Investing, Stocks, Bonds, Securities, S&P, DOW….all words you may have heard before. The complexity of these financial terms shouldn’t scare you away from a rather simple process of investing for your future. For years, or a least the several decades I’ve been alive, people have always been intimidated by numbers. Kids, even worse adults, want nothing to do with math or money issues. I’m here to tell you, MONEY ISN’T COMPLICATED AND NEITHER IS INVESTING IT. If you stick with Jiu-Jitsu Finance, I’ll breakdown these topics in a way that won’t have you feeling like you’re about to fail a 6th Grade math test. I’ve been there (many times) and I don’t want you to feel that way. I can tell you, by my own account, I am not a mathematical genius but I do know Finance. And don’t worry, you won’t need one of those fancy scientific calculators we all dreaded in school.
1) Educate Yourself
Like I say in my “About Me” Page, the book “Rich Dad, Poor Dad” gave a really good basic understanding of the theory of money. If you are a beginner, this book will set you on the right course. I do feel that the author is a bit biased toward real estate investment vs other types. That may or may not be for you but we can get into that another day. Read this and you’ll be exposed to the psychology of those who are financially free.
Though this book is 10 years old, it’s principles have been priceless to me.
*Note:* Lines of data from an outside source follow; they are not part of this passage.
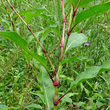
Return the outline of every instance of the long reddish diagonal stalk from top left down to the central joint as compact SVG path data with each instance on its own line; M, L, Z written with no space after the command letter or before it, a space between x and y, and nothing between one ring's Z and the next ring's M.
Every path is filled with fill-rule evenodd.
M45 56L47 57L52 69L53 69L53 72L54 74L56 73L56 70L45 50L45 48L43 47L43 45L40 43L40 41L38 40L38 38L35 36L35 34L33 33L32 29L28 26L28 24L23 20L23 18L17 13L17 11L14 9L14 7L11 5L11 3L9 2L9 0L7 0L8 4L10 5L10 8L15 12L15 14L21 19L21 21L27 26L28 30L31 32L31 34L34 36L35 40L37 41L37 43L40 45L40 47L42 48L42 51L44 52Z

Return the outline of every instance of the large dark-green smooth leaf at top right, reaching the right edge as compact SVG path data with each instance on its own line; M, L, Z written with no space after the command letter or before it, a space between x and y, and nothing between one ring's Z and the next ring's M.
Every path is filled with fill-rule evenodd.
M93 6L85 11L82 11L81 13L76 15L74 25L77 25L81 21L86 20L87 18L89 18L91 16L94 16L94 15L97 16L100 13L104 13L105 11L107 11L109 9L110 9L110 2L105 3L105 4L99 4L99 5Z

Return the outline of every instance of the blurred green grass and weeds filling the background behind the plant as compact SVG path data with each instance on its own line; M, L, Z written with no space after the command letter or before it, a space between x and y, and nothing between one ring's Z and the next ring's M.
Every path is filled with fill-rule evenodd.
M56 70L59 67L60 40L63 30L62 4L60 0L10 0L13 7L25 19L37 38L45 47L48 56ZM67 22L65 33L68 32L71 0L64 0ZM109 2L109 0L92 0L87 5L79 7L78 13L92 6ZM34 53L45 57L41 47L11 10L7 1L4 1L9 14L0 1L0 32L16 32L28 43L28 48ZM10 17L9 17L10 15ZM110 10L95 14L79 23L72 33L83 33L87 36L86 43L71 48L66 52L62 71L60 73L59 96L62 96L78 74L92 66L101 66L104 61L110 60ZM65 39L67 35L65 34ZM71 39L72 40L72 39ZM80 41L79 41L80 42ZM31 60L30 60L31 59ZM46 64L52 74L48 61ZM110 69L110 63L107 63ZM95 67L94 67L95 68ZM94 69L93 68L93 69ZM97 70L97 68L96 68ZM0 34L0 110L48 110L44 91L49 81L41 78L41 64L27 56L25 51L16 43L1 37ZM95 69L94 69L95 71ZM92 72L92 69L91 69ZM90 72L90 74L91 74ZM43 87L45 85L45 87ZM54 88L52 88L54 90ZM47 91L47 94L50 93ZM75 86L60 101L59 110L109 110L110 109L110 71L101 71L95 78L86 80Z

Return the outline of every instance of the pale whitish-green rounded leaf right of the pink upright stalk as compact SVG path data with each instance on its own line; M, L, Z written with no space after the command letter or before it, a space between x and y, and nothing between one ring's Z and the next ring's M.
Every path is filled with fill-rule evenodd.
M66 51L73 47L81 46L84 42L87 42L88 38L82 33L72 33L69 37Z

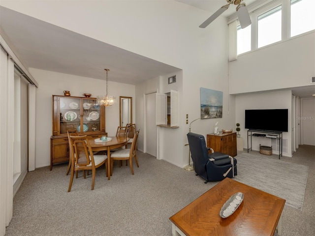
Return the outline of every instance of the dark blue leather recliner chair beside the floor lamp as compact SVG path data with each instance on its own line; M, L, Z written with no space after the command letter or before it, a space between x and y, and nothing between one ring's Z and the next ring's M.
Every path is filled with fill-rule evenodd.
M237 175L237 160L221 152L212 152L206 147L205 137L200 134L188 133L191 159L196 175L208 181L220 181L225 177ZM212 149L213 151L213 149Z

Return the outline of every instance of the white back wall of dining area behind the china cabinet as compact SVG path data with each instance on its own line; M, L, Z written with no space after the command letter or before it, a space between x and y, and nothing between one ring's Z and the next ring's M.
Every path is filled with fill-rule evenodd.
M50 165L50 137L52 135L52 95L63 95L69 90L72 96L82 97L82 93L104 95L106 81L52 71L30 68L30 73L38 82L36 90L36 168ZM116 96L118 101L106 108L106 131L115 136L119 126L119 96L135 97L135 86L108 82L108 93ZM132 114L136 121L135 99L132 99Z

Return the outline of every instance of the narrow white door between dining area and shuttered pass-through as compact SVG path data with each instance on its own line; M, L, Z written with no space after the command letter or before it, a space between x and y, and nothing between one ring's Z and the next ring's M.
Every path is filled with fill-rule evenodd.
M156 93L146 94L146 152L157 157Z

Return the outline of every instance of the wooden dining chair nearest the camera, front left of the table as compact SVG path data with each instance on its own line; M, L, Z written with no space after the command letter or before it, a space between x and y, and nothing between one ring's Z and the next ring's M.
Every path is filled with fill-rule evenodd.
M78 177L78 171L83 170L83 177L85 176L85 170L92 171L92 190L94 189L96 168L105 165L106 177L108 176L106 169L107 155L94 155L88 138L84 136L68 136L70 142L70 159L71 159L71 177L69 182L68 192L71 191L74 172L76 172L76 178Z

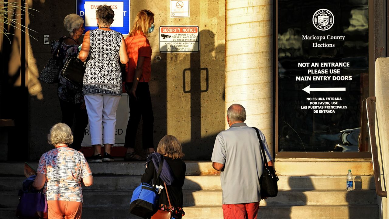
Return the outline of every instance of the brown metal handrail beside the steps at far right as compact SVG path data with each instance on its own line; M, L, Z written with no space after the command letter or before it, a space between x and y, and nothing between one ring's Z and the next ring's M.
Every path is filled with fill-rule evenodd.
M380 182L380 165L378 163L377 140L375 139L375 96L366 100L367 123L369 127L369 140L371 147L371 159L373 160L375 192L381 197L387 197L387 192L382 191Z

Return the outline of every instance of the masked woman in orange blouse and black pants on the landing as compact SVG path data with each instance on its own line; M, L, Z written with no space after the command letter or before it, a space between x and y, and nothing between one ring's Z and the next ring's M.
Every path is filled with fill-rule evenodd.
M142 148L147 154L154 152L153 129L154 115L151 106L149 81L151 78L151 46L147 39L154 30L154 14L149 10L138 12L132 30L126 38L128 63L125 88L130 105L130 119L128 119L126 140L127 148L125 161L145 160L135 153L135 136L142 116Z

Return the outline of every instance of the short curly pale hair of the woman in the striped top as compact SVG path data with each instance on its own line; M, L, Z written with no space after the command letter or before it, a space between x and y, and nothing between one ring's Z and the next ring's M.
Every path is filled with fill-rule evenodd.
M65 123L57 123L53 127L51 127L50 133L49 135L47 135L47 142L52 145L72 144L72 130Z

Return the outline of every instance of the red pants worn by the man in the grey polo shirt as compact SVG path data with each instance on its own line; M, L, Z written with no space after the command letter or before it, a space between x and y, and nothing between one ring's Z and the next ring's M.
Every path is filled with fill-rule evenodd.
M256 219L259 201L243 204L222 205L224 219Z

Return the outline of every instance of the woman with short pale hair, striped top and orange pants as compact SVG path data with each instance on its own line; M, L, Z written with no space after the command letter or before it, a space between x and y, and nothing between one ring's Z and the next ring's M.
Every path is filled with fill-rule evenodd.
M40 157L32 186L37 190L44 187L43 193L49 207L48 218L81 219L81 182L85 186L93 184L88 162L84 154L68 147L73 142L73 135L67 124L55 124L47 140L55 148Z

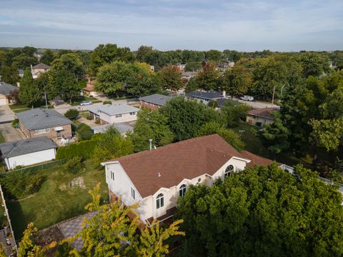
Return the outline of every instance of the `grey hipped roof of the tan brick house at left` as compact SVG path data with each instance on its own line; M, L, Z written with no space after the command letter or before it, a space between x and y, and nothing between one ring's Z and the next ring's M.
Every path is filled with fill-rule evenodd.
M26 129L44 129L51 126L64 126L71 124L69 119L66 119L62 114L54 109L31 109L16 114L19 121Z

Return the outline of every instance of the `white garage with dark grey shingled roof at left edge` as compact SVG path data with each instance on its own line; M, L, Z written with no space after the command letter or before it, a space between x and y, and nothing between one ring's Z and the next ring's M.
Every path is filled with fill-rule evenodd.
M1 158L8 169L51 161L56 156L56 143L46 136L1 143Z

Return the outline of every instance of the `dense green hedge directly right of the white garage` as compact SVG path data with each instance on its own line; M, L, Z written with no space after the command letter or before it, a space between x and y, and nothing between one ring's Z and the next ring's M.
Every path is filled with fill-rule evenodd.
M98 138L94 138L79 143L71 143L69 146L61 146L56 151L56 159L70 159L75 156L89 159L98 141Z

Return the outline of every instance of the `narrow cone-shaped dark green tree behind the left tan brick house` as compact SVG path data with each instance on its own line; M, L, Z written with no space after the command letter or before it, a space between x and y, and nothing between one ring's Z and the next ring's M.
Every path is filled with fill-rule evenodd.
M32 108L34 108L34 104L41 100L41 91L39 91L36 81L32 78L29 68L25 69L24 76L21 78L19 100Z

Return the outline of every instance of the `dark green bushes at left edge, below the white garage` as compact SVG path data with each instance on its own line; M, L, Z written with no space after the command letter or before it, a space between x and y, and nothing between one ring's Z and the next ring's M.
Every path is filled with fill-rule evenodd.
M11 198L23 198L39 191L44 178L39 173L13 171L0 178L0 183Z

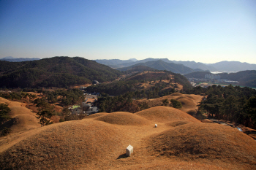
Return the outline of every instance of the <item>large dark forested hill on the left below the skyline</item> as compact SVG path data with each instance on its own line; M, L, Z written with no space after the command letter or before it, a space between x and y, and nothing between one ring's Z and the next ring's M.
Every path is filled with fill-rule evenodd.
M92 80L115 80L121 72L85 58L53 57L39 61L0 61L0 88L67 88Z

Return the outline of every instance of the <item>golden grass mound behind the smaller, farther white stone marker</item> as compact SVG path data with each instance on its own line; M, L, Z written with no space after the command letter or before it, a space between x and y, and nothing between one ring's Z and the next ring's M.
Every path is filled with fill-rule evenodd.
M148 120L154 120L160 123L173 122L176 120L187 120L192 123L200 123L200 121L195 117L192 117L186 112L173 107L151 107L149 109L144 109L143 111L137 112L135 115L140 115Z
Jim Cramer’s “Real Money” gave me what I call a “feel” for the markets. Cramer has a nightly show on CNBC and somewhat of a questionable past but that’s not for me to judge. Either way, this content is perfect for a beginner. Read this and you’ll better understand the stock market’s intimate relationship with the overall movement of the US Economy.
Another book that has been quite influential of late is Tony Robbins’s “Money: Master the Game.” Tony interviewed 50 of the brightest financial experts in the world. The insight he provides is rare and extremely valuable. One of my biggest takeaways was his explanation of the difference between a Registered Investment Adviser and regular Financial Adviser (For more info on this difference, ask me inside our closed facebook group) If I had to recommend one book to read on investing, it would be this one. Read this and you’ll be armed with the BEST strategies to create your long-term financial plan.
2) Where to Trade
If you take the traditional route, you can open an account with E-Trade, Ameritrade, or Scottrade. There are many others, but those 3 come to mind right away. I’ve personally only ever used Scottrade. It has $7/commissions per trade, which is low for industry standards. Even with those low commissions, they can add up quickly so beware! The process for opening one of these accounts is much like opening a bank account with slight differences.
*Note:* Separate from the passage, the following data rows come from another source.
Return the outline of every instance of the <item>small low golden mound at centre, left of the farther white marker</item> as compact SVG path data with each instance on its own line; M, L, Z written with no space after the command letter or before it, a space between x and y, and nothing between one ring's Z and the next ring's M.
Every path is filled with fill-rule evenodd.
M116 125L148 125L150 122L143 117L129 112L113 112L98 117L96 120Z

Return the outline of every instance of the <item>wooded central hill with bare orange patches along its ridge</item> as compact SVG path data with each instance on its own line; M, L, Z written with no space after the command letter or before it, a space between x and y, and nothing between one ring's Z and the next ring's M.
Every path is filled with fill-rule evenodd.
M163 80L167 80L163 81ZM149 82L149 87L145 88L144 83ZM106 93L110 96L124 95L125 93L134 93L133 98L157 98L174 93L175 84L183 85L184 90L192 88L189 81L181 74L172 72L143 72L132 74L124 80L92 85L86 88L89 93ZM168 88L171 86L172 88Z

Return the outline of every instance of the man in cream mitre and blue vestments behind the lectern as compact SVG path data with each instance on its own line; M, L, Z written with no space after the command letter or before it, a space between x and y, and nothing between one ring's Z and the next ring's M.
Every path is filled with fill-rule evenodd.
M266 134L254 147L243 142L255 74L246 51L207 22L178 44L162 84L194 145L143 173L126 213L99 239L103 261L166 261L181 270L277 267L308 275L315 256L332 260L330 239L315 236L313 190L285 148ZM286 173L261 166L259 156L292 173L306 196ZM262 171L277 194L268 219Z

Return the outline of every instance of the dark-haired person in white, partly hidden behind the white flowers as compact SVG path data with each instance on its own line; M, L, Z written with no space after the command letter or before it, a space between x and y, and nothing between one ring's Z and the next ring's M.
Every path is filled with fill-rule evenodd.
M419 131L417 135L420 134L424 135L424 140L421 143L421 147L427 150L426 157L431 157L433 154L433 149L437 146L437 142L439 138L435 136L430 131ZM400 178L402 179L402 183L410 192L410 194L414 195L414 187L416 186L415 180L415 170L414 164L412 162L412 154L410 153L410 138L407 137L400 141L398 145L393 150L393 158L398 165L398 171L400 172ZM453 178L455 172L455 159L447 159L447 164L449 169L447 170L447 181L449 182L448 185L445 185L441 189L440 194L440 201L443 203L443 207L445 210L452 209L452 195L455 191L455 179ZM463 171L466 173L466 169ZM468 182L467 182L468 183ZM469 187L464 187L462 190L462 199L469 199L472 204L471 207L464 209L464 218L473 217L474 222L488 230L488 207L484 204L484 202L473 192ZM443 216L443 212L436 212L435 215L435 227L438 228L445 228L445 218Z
Lately, apps like Robinhood and Acorns have gained popularity for their simplicity and ease of use. Robinhood doesn’t charge you a fee per trade and Acorns will round up your credit card transactions to the nearest dollar, while investing the difference. These are a product of the FinTech movement happening as we speak. It’s making everything easier and cheaper. In the coming months, I’ll be posting products reviews for both of these apps.
3) Don’t Pigeon Hole Yourself
If you are paying attention to the news, you’ll hear a lot about the “markets”, which of course we know is referring to the DOW, S&P 500, and NASDAQ. But don’t think this is your only avenue for “investing.” You also have real estate or small business. Historically, these take a lot more money to start but things have changed a bit with all of this technology we have available now. Nowadays, you can put up a fully functioning eCommerce business within a day’s work or you can search sites like Flippa for established/startup opportunities.
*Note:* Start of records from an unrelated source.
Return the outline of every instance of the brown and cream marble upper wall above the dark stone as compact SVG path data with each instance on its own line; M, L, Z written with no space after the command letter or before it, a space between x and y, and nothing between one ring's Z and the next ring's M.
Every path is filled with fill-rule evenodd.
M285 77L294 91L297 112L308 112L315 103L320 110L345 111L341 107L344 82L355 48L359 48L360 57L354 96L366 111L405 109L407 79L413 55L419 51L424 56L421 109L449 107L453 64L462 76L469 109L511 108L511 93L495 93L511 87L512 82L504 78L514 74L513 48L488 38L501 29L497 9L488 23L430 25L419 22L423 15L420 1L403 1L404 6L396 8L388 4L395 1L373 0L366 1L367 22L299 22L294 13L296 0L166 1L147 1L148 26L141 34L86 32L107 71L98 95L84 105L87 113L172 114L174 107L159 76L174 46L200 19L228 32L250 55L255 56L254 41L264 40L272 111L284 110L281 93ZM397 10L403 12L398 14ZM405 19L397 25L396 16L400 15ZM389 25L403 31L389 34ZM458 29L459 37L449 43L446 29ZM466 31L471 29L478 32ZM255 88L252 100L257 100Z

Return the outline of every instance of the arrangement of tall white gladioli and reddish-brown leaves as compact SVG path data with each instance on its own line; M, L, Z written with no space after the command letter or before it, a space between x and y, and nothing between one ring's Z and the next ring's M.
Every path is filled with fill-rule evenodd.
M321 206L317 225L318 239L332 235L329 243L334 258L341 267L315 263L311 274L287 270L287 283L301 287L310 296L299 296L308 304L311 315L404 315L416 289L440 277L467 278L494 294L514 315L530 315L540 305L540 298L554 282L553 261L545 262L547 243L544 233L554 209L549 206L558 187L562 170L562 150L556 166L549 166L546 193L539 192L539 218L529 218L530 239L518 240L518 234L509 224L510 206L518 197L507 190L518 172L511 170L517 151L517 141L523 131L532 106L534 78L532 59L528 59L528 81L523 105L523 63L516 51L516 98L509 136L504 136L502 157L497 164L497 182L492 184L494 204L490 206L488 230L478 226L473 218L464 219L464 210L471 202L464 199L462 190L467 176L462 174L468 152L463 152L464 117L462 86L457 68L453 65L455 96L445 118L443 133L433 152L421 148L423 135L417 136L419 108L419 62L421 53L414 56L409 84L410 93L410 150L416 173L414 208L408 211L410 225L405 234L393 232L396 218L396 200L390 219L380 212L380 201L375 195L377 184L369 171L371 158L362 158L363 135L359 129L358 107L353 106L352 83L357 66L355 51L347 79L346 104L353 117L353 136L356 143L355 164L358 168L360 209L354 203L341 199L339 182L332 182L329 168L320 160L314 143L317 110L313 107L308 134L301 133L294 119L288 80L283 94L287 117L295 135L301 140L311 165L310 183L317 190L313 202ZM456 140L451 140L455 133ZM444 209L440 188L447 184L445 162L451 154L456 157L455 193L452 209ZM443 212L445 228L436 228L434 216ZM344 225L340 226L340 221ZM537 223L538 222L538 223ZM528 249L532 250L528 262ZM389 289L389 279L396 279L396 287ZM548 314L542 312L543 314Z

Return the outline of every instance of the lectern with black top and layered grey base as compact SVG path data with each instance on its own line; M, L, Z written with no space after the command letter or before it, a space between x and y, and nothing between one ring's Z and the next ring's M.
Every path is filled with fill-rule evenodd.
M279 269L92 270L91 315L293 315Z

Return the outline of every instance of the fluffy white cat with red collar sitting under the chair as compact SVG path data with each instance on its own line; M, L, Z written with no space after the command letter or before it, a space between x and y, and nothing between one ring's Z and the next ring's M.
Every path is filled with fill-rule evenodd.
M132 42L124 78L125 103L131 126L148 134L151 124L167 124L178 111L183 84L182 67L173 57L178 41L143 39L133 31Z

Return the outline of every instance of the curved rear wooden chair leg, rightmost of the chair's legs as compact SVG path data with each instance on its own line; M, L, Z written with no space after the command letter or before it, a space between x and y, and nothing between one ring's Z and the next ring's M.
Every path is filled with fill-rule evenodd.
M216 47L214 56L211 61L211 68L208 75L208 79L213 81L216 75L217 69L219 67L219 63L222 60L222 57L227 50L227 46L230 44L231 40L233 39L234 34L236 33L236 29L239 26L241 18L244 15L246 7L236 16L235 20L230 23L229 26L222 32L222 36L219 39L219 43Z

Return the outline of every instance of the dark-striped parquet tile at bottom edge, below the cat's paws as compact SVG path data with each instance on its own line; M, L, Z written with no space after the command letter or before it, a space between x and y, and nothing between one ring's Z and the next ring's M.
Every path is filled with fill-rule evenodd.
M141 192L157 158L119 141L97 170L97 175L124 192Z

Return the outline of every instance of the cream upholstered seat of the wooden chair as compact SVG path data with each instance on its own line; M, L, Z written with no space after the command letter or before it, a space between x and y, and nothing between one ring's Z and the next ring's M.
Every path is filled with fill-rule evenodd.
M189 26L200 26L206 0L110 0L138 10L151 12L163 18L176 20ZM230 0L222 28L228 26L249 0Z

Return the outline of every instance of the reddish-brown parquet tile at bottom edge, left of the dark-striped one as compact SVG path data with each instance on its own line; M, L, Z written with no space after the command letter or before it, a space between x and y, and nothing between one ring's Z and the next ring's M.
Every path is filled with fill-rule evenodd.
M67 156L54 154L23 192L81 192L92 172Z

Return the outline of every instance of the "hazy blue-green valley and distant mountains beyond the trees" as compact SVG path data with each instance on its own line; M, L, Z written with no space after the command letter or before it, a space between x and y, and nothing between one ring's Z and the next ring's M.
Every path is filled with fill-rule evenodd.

Whatever path you choose, I’ll challenge you to be patient and keep yourself from getting on that emotional roller coaster. Especially with the stock market, it will be easy to panic. Knowing why you’re doing what you’re doing will be the most important aspect of your trade.
4) Know Your Numbers
Whether its the stock market, real estate, or investing in a small business, you’ll need to understand financial statements in order to assess its value. I recommend reading “Financial Intelligence for Entrepreneurs.” It will be difficult to know what a good investment is without understanding what’s behind the numbers. The ability to analyze financials is what separates investing from gambling. A common theme in the books referenced above will be to financially educate yourself. This book will be a good start.